Differences in finances and investment philosophies between millennials and their Baby Boomer parents can also result in friction during estate planning. Surveys have shown that millennials have become distrustful of the financial advice given by their parents or financial advisers, especially after global events such as the 2008 market crash, Ms Punjabi says.
Adult children should also focus on positive speech and body language during estate planning conversations with their parents.
“Make eye contact, uncross your arms, avoid covering your heart and turn to face the person you are talking to. This encourages openness and trust,” Ms Punjabi says. “Listen to what they have to say and ask sincere questions.”
It is important for adult children to have a power of attorney in place that gives them legal rights to manage their aged parents’ financial assets on their behalf in case of any disability or inability, Ms Glynn says.
“Maintain a comprehensive list of all financial and investment assets and their details for ease in case of any eventuality like death or disability,” Mr Mahadeva says. This includes details such as account numbers, passwords and keys of bank accounts, investments, safe deposit boxes and liabilities along with any relevant documents.
“If possible, an offspring can be added as an authorised signatory for bank accounts in the UAE as it makes things easier.”
It is also important to take out medical insurance for parents. Children must understand their health, any pre-existing conditions and family history if they are responsible for their parents’ healthcare. This will help ensure that health insurance covers their treatments if needed, according to Ms Glynn.

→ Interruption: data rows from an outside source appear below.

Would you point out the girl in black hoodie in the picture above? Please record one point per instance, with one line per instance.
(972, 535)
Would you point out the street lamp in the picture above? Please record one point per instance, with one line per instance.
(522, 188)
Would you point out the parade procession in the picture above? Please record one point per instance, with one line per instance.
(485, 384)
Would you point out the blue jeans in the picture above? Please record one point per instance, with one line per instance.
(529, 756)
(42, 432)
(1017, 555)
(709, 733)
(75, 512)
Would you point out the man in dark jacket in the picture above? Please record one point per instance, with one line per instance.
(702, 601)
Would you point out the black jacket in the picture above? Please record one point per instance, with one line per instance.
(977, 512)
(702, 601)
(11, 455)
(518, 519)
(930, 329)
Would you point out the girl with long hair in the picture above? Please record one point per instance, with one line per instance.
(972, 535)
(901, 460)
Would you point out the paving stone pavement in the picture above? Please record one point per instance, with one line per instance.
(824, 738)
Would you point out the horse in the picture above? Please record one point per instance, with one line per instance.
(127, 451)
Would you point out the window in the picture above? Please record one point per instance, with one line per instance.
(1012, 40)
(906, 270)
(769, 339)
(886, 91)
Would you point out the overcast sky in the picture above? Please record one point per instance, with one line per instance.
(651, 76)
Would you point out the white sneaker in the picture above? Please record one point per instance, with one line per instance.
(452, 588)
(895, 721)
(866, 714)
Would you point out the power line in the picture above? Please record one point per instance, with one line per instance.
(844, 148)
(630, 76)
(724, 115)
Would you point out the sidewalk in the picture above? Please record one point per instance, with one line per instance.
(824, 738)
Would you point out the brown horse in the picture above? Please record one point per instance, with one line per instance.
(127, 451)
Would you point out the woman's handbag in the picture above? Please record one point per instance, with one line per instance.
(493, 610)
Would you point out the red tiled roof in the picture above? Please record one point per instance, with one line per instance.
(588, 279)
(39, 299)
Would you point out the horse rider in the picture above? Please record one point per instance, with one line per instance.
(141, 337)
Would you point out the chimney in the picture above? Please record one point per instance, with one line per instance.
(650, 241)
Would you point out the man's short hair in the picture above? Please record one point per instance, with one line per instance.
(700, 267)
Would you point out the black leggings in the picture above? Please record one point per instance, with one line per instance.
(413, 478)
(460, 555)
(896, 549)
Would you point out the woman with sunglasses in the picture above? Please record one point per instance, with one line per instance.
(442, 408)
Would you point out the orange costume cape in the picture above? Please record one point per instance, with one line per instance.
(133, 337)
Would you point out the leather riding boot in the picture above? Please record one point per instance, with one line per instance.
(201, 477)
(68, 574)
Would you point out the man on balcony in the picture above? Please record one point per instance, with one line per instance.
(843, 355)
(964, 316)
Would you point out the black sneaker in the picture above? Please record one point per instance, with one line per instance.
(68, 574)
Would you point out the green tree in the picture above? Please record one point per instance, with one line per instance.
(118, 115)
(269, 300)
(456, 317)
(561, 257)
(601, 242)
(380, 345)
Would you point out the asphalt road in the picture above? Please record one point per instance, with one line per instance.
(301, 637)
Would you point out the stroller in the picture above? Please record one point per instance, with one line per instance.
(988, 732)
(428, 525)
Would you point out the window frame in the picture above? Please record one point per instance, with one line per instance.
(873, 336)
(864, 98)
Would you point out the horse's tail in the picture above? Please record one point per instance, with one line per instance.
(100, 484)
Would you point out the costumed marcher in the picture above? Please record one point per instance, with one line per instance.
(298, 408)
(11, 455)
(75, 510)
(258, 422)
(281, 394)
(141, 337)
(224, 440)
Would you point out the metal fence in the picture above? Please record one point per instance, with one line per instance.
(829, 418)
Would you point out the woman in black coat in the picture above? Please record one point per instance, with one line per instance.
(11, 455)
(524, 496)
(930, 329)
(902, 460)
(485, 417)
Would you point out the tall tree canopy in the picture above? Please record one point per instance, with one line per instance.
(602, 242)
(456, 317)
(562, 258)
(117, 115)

“While budgeting for finances, adult children must include the cost of medical insurance, potential medications and estimated amounts for co-pay on GP or hospital visits,” she says.
Parents should prepare an up-to-date will and testament for inheritance planning to safeguard assets to ensure a smooth and fair distribution to family members as per their last wishes, Mr Mahadeva adds.
Caregivers must also ascertain whether all legal documents require updates.
Tips for parents
Ageing parents should discuss their list of assets with their children and ensure all relevant parties are aware of any agreements made, Ms Glynn says, adding that it is also crucial to speak to a specialist to understand any tax considerations.
“Parents must ensure their own financial well-being is protected and they have enough to financially support themselves in retirement. This could be through a monthly allowance, keeping a lump sum back from shared finances or by maintaining access to funds to use as and when they need,” Ms Glynn says.
“Get professional tax advice on the impact of purchase or sales of assets so you can understand the tax consequences of your decisions.”
Meanwhile, adult children are advised to always keep their parents informed on bank balances, the use of assets and not put them at risk for a potential risky gain.
It is also important for adult children to communicate regularly with their parents to ensure there are no misunderstandings regarding how their assets are being managed.